Event-Chain Monte-Carlo Simulations of Dense Soft Matter Systems

TL;DR

This paper introduces an efficient rejection-free event-chain Monte-Carlo algorithm applicable to dense soft matter systems, demonstrating significant performance improvements over traditional methods in simulations of polymers, actin-like filaments, and liquid crystals.

Contribution

The paper develops a generalized event-chain Monte-Carlo algorithm for soft interactions and complex systems, showing its effectiveness in simulating dense soft matter.

Findings

Efficient initialization of polymer melts.

Formation of bundle networks in semiflexible polymers.

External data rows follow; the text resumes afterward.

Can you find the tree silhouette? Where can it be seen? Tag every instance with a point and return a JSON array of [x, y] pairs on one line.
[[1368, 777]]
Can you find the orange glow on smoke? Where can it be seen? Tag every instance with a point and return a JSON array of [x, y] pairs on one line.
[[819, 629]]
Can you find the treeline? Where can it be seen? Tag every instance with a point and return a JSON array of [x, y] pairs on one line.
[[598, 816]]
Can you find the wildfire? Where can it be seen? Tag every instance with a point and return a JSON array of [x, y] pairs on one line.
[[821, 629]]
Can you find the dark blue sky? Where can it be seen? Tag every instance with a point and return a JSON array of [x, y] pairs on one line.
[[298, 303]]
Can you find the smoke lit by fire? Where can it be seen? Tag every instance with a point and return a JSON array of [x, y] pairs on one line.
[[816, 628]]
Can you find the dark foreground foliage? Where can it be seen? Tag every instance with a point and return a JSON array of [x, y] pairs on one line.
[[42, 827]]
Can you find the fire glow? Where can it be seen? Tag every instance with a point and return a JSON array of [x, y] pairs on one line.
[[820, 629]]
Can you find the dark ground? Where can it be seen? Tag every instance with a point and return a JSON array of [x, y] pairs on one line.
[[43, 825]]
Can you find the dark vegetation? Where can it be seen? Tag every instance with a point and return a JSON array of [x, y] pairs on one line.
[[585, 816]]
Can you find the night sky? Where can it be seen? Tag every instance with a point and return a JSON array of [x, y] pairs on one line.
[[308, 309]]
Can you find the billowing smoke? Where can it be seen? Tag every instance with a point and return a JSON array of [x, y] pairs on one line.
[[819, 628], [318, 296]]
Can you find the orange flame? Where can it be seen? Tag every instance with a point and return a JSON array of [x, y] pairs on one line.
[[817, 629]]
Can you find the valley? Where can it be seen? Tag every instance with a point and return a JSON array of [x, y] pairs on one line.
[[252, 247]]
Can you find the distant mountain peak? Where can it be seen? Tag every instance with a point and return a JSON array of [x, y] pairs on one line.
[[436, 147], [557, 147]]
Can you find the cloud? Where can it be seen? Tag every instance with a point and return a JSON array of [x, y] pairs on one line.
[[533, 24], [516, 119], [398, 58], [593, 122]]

Fast equilibration of large liquid crystal systems.

Abstract

We discuss the rejection-free event-chain Monte-Carlo algorithm and several applications to dense soft matter systems. Event-chain Monte-Carlo is an alternative to standard local Markov-chain Monte-Carlo schemes, which are based on detailed balance, for example the well-known Metropolis-Hastings algorithm. Event-chain Monte-Carlo is a Markov chain Monte-Carlo scheme that uses so-called lifting moves to achieve global balance without rejections (maximal global balance). It has been originally developed for hard sphere systems but is applicable to many soft matter systems and particularly suited for dense soft matter systems with hard core interactions, where it gives significant performance gains compared to a local Monte-Carlo simulation. The algorithm can be generalized to deal with soft interactions and with three-particle interactions, as they naturally arise, for example, in bead-spring models of polymers with bending rigidity. We present results for polymer melts, where the event-chain algorithm can be used for an efficient initialization. We then move on to large systems of semiflexible polymers that form bundles by attractive interactions and can serve as model systems for actin filaments in the cytoskeleton. The event chain algorithm shows that these systems form networks of bundles which coarsen similar to a foam. Finally, we present results on liquid crystal systems, where the event-chain algorithm can equilibrate large systems containing additional colloidal disks very efficiently, which reveals the parallel chaining of disks.